The company mentioned before, Ben Cooper Inc., was bought by Rubie’s Costume Company in 1992, which is, according to their website, “the largest designer, manufacturer and distributor of Halloween costumes and accessories in the world”.

English teacher Leah Sauvage as Supergirl

2000’s

Farkos said that “traditional costumes” were just as popular in the early 2000’s for adults and older kids, but adds that some popular costumes for younger kids were the Wild Thornberrys and Blues Clues.  She also said that many costumes were handmade then, but noticed a large increase in commercially-made Halloween costumes from 2010 to now.   

According to the National Retail Federation, “More costumes than ever will be flying off the shelves as Americans gear up to celebrate the spookiest holiday of the year, according to NRF’s Halloween Consumer Spending Survey conducted by Prosper Insights & Analytics.  More than two-thirds (67.4%) of celebrants will buy Halloween costumes for the holiday, the most in the survey’s 11-year history.”

Blue from Blue’s Clue’s costume (Spirit Halloween)

2010’s

At this point, most costumes were store-bought, and most people buy their costumes from Party City.  Party City released its 2010 costume trends, and the number-one was a modern-day vampire.  

The next most-popular costumes were 80’s comebacks, Jersey Shore cast members, Greek Goddesses, Lady Gaga and Blockbuster-inspired costumes such as characters from Iron Man, Avatar, Toy Story and Alice in Wonderland.  Google also revealed the most-searched Halloween costumes for 2015, which were Harley Quinn, Minions, Katniss Everdeen, Catwoman, Star Wars, Superheroes, Angry Birds and pirates.

Vampire Costume (amazon.com)

Now

Store-bought costumes are more common now than ever, with most people choosing Party City, Spirit Halloween, or Amazon to buy their costumes. Google’s most-searched Halloween costume for 2020 is witches, followed by dinosaurs and Harley Quinn.  The National Retail Federation has similar results, with the most popular adult costumes being witches, vampires, and ghosts, and the most popular children’s costume being Spiderman, princesses, and Batman.  

Social media also has an impact on how people may come up with their costume ideas.  According to a National Retail Federation survey, 34.2% of Americans look for costumes online, with 11.4% Americans looking for costume inspiration and ideas on Pinterest.

Witch costume from Party City (Party City)
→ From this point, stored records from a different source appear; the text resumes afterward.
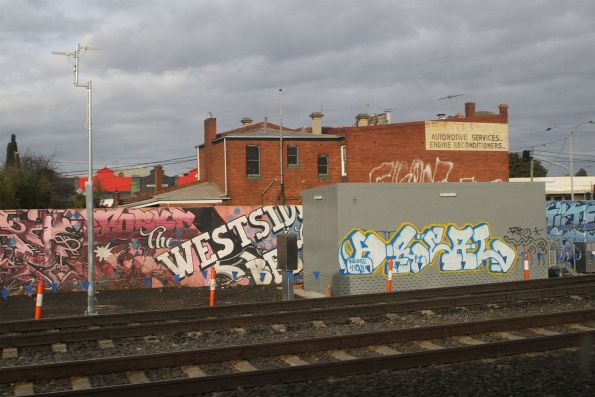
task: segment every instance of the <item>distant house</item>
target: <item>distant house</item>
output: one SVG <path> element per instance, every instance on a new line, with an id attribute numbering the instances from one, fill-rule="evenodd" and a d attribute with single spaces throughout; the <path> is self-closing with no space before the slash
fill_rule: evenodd
<path id="1" fill-rule="evenodd" d="M 88 177 L 78 178 L 78 189 L 85 191 Z M 112 170 L 104 167 L 93 177 L 93 191 L 101 195 L 101 205 L 111 207 L 121 200 L 138 194 L 157 194 L 164 189 L 176 186 L 176 177 L 164 175 L 161 165 L 153 169 Z"/>
<path id="2" fill-rule="evenodd" d="M 193 168 L 186 174 L 178 176 L 177 186 L 183 187 L 192 183 L 196 183 L 196 181 L 198 181 L 198 177 L 196 175 L 197 173 L 198 169 Z"/>

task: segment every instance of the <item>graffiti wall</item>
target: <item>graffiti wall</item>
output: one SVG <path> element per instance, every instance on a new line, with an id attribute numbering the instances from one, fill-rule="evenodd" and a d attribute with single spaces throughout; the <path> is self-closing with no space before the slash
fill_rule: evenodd
<path id="1" fill-rule="evenodd" d="M 548 201 L 545 212 L 550 240 L 562 246 L 595 241 L 595 201 Z"/>
<path id="2" fill-rule="evenodd" d="M 409 164 L 406 161 L 385 161 L 372 168 L 369 182 L 448 182 L 448 176 L 454 164 L 436 157 L 435 163 L 416 159 Z"/>
<path id="3" fill-rule="evenodd" d="M 339 243 L 342 274 L 386 273 L 393 261 L 393 273 L 418 274 L 429 266 L 441 272 L 485 271 L 507 273 L 517 254 L 514 246 L 491 235 L 486 223 L 458 227 L 430 225 L 418 229 L 403 224 L 383 238 L 374 230 L 353 229 Z"/>
<path id="4" fill-rule="evenodd" d="M 298 235 L 302 207 L 97 209 L 94 264 L 99 288 L 281 283 L 276 236 Z M 52 288 L 85 288 L 85 211 L 0 211 L 0 289 L 43 279 Z M 87 284 L 88 285 L 88 284 Z"/>

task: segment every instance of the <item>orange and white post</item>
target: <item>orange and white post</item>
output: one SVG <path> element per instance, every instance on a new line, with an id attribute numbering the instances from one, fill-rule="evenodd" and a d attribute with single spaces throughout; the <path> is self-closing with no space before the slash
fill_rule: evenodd
<path id="1" fill-rule="evenodd" d="M 529 250 L 525 250 L 523 258 L 523 273 L 525 281 L 529 280 Z"/>
<path id="2" fill-rule="evenodd" d="M 209 306 L 215 307 L 215 288 L 217 287 L 217 271 L 215 270 L 215 266 L 211 268 L 209 277 L 211 279 L 211 296 L 209 298 Z"/>
<path id="3" fill-rule="evenodd" d="M 393 260 L 388 260 L 388 280 L 386 281 L 386 292 L 392 292 L 393 290 Z"/>
<path id="4" fill-rule="evenodd" d="M 35 319 L 41 319 L 41 307 L 43 306 L 43 280 L 37 282 L 37 301 L 35 303 Z"/>

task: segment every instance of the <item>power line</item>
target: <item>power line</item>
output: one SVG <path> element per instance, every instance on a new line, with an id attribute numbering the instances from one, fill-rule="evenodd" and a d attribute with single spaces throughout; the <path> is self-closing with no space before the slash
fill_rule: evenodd
<path id="1" fill-rule="evenodd" d="M 146 166 L 150 165 L 174 165 L 174 164 L 185 164 L 190 162 L 195 162 L 196 156 L 187 156 L 187 157 L 179 157 L 169 160 L 160 160 L 160 161 L 151 161 L 146 163 L 136 163 L 136 164 L 129 164 L 126 166 L 115 166 L 110 167 L 113 171 L 126 171 L 126 170 L 133 170 L 135 168 L 145 168 Z M 143 167 L 145 166 L 145 167 Z M 86 170 L 70 170 L 61 172 L 64 176 L 78 176 L 80 173 L 84 173 Z"/>

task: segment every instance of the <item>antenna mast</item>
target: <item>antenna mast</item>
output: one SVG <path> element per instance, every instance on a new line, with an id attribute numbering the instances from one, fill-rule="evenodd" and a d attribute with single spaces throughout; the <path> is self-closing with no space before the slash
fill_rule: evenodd
<path id="1" fill-rule="evenodd" d="M 285 205 L 285 185 L 283 181 L 283 88 L 279 88 L 279 195 L 281 205 Z"/>
<path id="2" fill-rule="evenodd" d="M 99 48 L 83 47 L 79 43 L 74 46 L 73 52 L 52 52 L 54 55 L 67 56 L 74 58 L 74 86 L 77 88 L 85 88 L 87 90 L 87 130 L 89 133 L 89 165 L 88 165 L 88 177 L 87 183 L 85 184 L 86 192 L 86 209 L 87 209 L 87 231 L 88 231 L 88 242 L 87 242 L 87 281 L 89 288 L 87 290 L 87 311 L 85 314 L 94 315 L 97 314 L 95 311 L 95 269 L 93 266 L 93 129 L 92 129 L 92 92 L 93 85 L 91 80 L 87 84 L 79 84 L 79 59 L 81 57 L 81 51 L 83 54 L 88 50 L 100 50 Z"/>

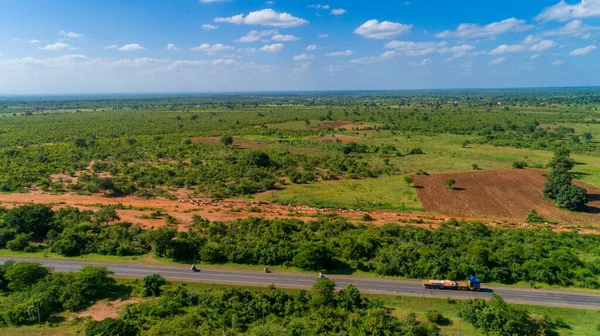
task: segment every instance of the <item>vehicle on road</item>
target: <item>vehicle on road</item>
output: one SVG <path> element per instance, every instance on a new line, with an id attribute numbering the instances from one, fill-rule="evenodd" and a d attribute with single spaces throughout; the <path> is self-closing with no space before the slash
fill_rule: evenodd
<path id="1" fill-rule="evenodd" d="M 481 280 L 474 275 L 469 275 L 467 282 L 458 282 L 452 280 L 426 280 L 423 281 L 423 287 L 426 289 L 452 289 L 459 291 L 479 292 L 481 290 Z"/>
<path id="2" fill-rule="evenodd" d="M 199 269 L 198 267 L 196 267 L 196 265 L 194 265 L 194 264 L 192 264 L 192 268 L 191 268 L 191 270 L 192 270 L 193 272 L 200 272 L 200 269 Z"/>

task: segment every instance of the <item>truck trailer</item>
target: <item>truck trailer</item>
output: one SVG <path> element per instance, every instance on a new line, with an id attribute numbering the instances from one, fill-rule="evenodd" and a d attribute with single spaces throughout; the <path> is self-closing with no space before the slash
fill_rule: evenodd
<path id="1" fill-rule="evenodd" d="M 423 281 L 423 287 L 426 289 L 453 289 L 459 291 L 479 292 L 481 281 L 473 275 L 469 275 L 467 282 L 458 282 L 452 280 L 426 280 Z"/>

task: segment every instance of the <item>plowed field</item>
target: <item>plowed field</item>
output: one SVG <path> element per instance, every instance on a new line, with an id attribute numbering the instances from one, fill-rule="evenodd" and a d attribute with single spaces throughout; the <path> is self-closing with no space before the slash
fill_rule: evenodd
<path id="1" fill-rule="evenodd" d="M 417 194 L 426 211 L 448 216 L 495 217 L 524 221 L 535 209 L 548 220 L 566 224 L 600 226 L 600 189 L 576 182 L 585 188 L 591 202 L 585 212 L 558 209 L 542 196 L 546 181 L 541 169 L 512 169 L 414 176 Z M 454 190 L 444 180 L 456 180 Z"/>

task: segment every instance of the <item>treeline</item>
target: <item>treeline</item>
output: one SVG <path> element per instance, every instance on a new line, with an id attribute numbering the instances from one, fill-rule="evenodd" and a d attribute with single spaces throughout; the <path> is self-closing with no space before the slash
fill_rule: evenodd
<path id="1" fill-rule="evenodd" d="M 570 157 L 568 149 L 561 149 L 554 154 L 554 158 L 548 164 L 550 173 L 546 176 L 544 184 L 544 196 L 554 200 L 559 207 L 571 211 L 584 210 L 589 202 L 587 191 L 573 184 L 571 169 L 575 161 Z"/>
<path id="2" fill-rule="evenodd" d="M 116 289 L 105 267 L 53 273 L 38 263 L 0 264 L 0 327 L 41 323 L 63 311 L 81 311 Z M 1 333 L 1 331 L 0 331 Z"/>
<path id="3" fill-rule="evenodd" d="M 434 323 L 414 314 L 395 317 L 380 301 L 361 297 L 354 285 L 336 292 L 318 279 L 310 292 L 226 289 L 190 293 L 184 286 L 157 300 L 129 305 L 119 319 L 92 321 L 87 336 L 98 335 L 411 335 L 436 336 Z"/>
<path id="4" fill-rule="evenodd" d="M 600 237 L 576 231 L 493 228 L 450 220 L 437 229 L 353 225 L 338 216 L 303 222 L 247 218 L 209 222 L 194 216 L 186 232 L 174 226 L 142 230 L 118 221 L 114 209 L 96 213 L 28 205 L 0 217 L 0 248 L 48 249 L 66 256 L 152 252 L 187 263 L 363 270 L 407 278 L 526 281 L 600 288 Z M 38 243 L 43 241 L 44 244 Z"/>

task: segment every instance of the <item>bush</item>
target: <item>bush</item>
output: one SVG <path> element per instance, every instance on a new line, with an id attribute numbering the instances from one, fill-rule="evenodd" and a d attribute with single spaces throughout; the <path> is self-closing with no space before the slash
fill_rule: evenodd
<path id="1" fill-rule="evenodd" d="M 85 328 L 86 336 L 133 336 L 138 334 L 139 330 L 136 326 L 110 317 L 102 321 L 90 321 Z"/>
<path id="2" fill-rule="evenodd" d="M 24 251 L 29 246 L 31 236 L 31 233 L 19 233 L 15 236 L 15 239 L 6 243 L 6 248 L 11 251 Z"/>
<path id="3" fill-rule="evenodd" d="M 425 154 L 425 152 L 423 152 L 423 150 L 421 148 L 413 148 L 410 151 L 408 151 L 409 155 L 421 155 L 421 154 Z"/>
<path id="4" fill-rule="evenodd" d="M 368 213 L 362 215 L 362 217 L 360 218 L 360 220 L 365 221 L 365 222 L 372 222 L 373 221 L 373 217 L 371 217 L 371 215 L 369 215 Z"/>
<path id="5" fill-rule="evenodd" d="M 525 218 L 525 221 L 527 223 L 545 223 L 545 222 L 547 222 L 546 218 L 538 215 L 538 213 L 537 213 L 537 211 L 535 211 L 535 209 L 531 210 L 527 214 L 527 217 Z"/>
<path id="6" fill-rule="evenodd" d="M 321 270 L 330 265 L 331 251 L 318 242 L 306 242 L 298 247 L 298 254 L 292 260 L 296 267 L 306 270 Z"/>
<path id="7" fill-rule="evenodd" d="M 448 178 L 444 180 L 444 185 L 448 187 L 448 189 L 452 189 L 456 184 L 456 180 L 453 178 Z"/>
<path id="8" fill-rule="evenodd" d="M 8 280 L 8 289 L 19 291 L 33 286 L 50 273 L 48 267 L 35 262 L 19 262 L 9 267 L 4 274 Z"/>
<path id="9" fill-rule="evenodd" d="M 564 185 L 556 196 L 558 206 L 571 211 L 585 209 L 588 201 L 587 191 L 574 184 Z"/>
<path id="10" fill-rule="evenodd" d="M 142 286 L 144 287 L 144 296 L 160 296 L 162 289 L 160 287 L 167 284 L 167 280 L 160 274 L 151 274 L 144 277 Z"/>
<path id="11" fill-rule="evenodd" d="M 527 162 L 525 161 L 515 161 L 512 163 L 512 167 L 515 169 L 524 169 L 527 167 Z"/>
<path id="12" fill-rule="evenodd" d="M 404 183 L 406 183 L 406 184 L 408 184 L 408 185 L 411 185 L 411 184 L 413 184 L 414 182 L 415 182 L 415 181 L 414 181 L 414 179 L 413 179 L 412 177 L 410 177 L 410 176 L 406 176 L 406 175 L 404 176 Z"/>
<path id="13" fill-rule="evenodd" d="M 437 309 L 429 309 L 427 311 L 427 321 L 435 324 L 443 324 L 446 322 L 446 318 Z"/>

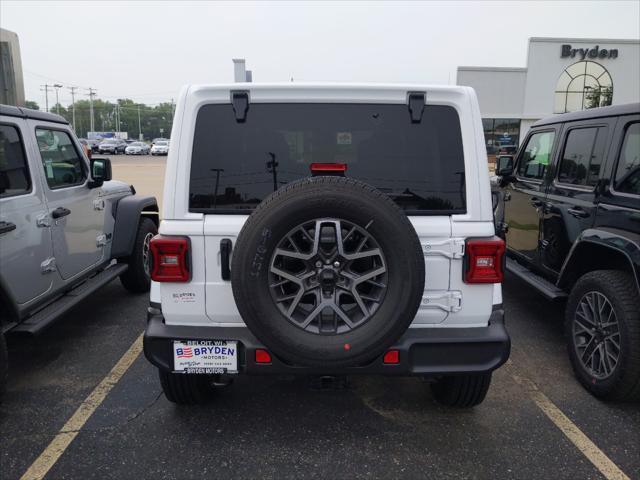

With all this said, it seems that what people wear to Halloween parties or to go Trick-or-Treating hasn’t changed as drastically as some other festivities, as it seems to have remained a mix of timeless, “classic” costumes and timely, “pop-culture” costumes with a fluctuating ratio between the two.  So, now that you know what your parents and grandparents may have worn on Halloween when they were kids, what will you be wearing this year?